I found a job as Executive Director of the Taxpayers’ Research Bureau in Utica. I made that jump a little too nervously and hastily. I spent every spare moment writing. Through the summer the stories began to sell at a greater rate and to better markets. We paid off our debts and began to build up a little surplus. By autumn I was still stuck with that job, and with an unwritten obligation to keep it for a year. There we were with the funds and the mobility to evade the misery of a Utica winter. I resigned on the basis of need to take Dorothy to a warmer climate. It was not entirely a pretext. She could have endured the winter, but she does not take cold well, and it was certain that she would spend a good portion of the winter in poor health. We arranged to go to Taos.

Dorothy’s long-widowed mother, Rita — pronounced in the Dutch manner, Right-a — was living in Poland, New York. It made sense to keep the inexpensive State Street apartment and have Rita move in from Poland for the winter and live there and take care of the cats.

We did not make it to Taos. En route we looked at that Hill Country of Texas north of San Antonio and approved immediately. In the spring Rita became ill, and we had to return before we had planned. We still had our little green prewar Ford convertible with huge mileage on it. We were towing a jeep trailer, an army surplus purchase. At anything over thirty-five miles an hour, the car gobbled both gas and oil. There had been a temporary lull in sales, and we were down to a hundred dollars and no credit cards.

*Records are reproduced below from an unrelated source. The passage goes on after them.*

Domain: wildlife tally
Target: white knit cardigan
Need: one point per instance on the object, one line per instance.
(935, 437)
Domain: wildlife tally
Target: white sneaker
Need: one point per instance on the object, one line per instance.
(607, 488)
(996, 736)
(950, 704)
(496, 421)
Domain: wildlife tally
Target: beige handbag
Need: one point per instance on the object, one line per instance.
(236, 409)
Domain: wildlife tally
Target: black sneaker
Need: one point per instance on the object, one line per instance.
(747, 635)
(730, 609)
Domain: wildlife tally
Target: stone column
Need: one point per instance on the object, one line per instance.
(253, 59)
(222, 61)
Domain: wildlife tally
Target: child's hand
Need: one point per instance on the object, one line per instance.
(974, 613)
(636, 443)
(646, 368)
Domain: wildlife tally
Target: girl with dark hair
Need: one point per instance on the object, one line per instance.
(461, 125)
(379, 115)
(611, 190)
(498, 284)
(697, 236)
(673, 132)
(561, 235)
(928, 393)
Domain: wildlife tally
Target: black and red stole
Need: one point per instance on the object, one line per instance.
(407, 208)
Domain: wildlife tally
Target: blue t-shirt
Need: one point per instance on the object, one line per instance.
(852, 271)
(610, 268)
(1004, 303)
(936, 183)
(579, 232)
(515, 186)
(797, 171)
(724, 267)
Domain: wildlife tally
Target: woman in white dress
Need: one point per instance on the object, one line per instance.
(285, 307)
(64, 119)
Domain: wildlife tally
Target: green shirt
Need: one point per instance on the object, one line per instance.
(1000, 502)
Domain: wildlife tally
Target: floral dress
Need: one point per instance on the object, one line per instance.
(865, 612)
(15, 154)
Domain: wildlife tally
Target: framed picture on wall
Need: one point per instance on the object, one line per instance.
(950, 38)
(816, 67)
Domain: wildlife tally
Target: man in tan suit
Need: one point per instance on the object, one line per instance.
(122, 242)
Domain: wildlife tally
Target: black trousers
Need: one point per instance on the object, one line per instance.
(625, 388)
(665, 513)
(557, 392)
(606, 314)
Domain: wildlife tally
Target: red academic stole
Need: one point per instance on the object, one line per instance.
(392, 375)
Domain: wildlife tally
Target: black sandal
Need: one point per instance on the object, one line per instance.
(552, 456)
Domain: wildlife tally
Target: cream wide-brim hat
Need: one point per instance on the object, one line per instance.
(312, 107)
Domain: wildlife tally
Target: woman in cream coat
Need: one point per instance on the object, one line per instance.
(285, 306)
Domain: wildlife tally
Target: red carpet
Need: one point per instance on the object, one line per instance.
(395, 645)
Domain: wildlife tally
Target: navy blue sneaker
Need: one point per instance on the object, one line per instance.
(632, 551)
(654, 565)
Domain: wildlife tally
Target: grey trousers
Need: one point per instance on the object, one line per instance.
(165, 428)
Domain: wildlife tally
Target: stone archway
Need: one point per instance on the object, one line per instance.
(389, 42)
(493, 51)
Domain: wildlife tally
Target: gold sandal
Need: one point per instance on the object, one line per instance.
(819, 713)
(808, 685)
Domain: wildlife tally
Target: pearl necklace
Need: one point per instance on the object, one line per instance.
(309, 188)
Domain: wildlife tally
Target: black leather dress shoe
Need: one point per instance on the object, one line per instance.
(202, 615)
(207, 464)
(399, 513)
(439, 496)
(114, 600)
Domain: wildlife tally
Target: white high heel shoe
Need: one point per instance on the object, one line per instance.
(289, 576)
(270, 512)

I estimated that if we kept it at thirty-five, and stayed on the road fourteen hours a day, and were circumspect about food and lodging, we could make it in good season on the cash in hand.

We arrived with a little less than ten dollars to find two substantial checks waiting, Rita on the mend, the apartment closed, and the cats boarding at Dr. Sellman’s. When we went to get them we found they had ingratiated themselves with the management, and instead of being confined to the normal kennel cage, had the run of the cellar. One can imagine that if the earliest memories are of the damp and darkness of a cellar, that same environment will always be reassuring.